What are Labeled Data used for?
Supervised Learning.
What is the key difference between supervised and unsupervised learning?
Supervised learning uses labeled data, while unsupervised learning does not.
List one limitation of supervised learning.
Requires large labeled datasets that are expensive and time-consuming to prepare.
What is a characteristic of Nominal data?
Categories without any inherent order.
What are the four types of data in machine learning?
Nominal, Ordinal, Discrete, Continuous.
What does a Convolutional Neural Network (CNN) mainly do?
Extract features from input data, typically images.
What does the ReLU activation function do?
Keeps positive values and sets negative ones to zero.
What are the phases of Natural Language Processing (NLP)?
Lexical Analysis, Syntactic Analysis, Semantic Analysis, Discourse Integration, Pragmatic Analysis.

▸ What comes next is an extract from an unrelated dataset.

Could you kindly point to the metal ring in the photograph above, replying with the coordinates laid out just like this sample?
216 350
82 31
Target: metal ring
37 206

Name one method used in the NLP process for breaking down text into words.
Tokenizing.
What is the purpose of stemming in NLP?
To obtain the word stem of a word.
What does lemmatization achieve in NLP?
It identifies the base form of a word present in the dictionary.
In part of speech tagging, what do you explain to the algorithm?
The concept of nouns, verbs, and other parts of speech.
What is the main goal of computer vision in AI?
To enable computers to understand and interpret visual data.
How do computer vision and NLP interact?
Through processes like recognition, reconstruction, and reorganization.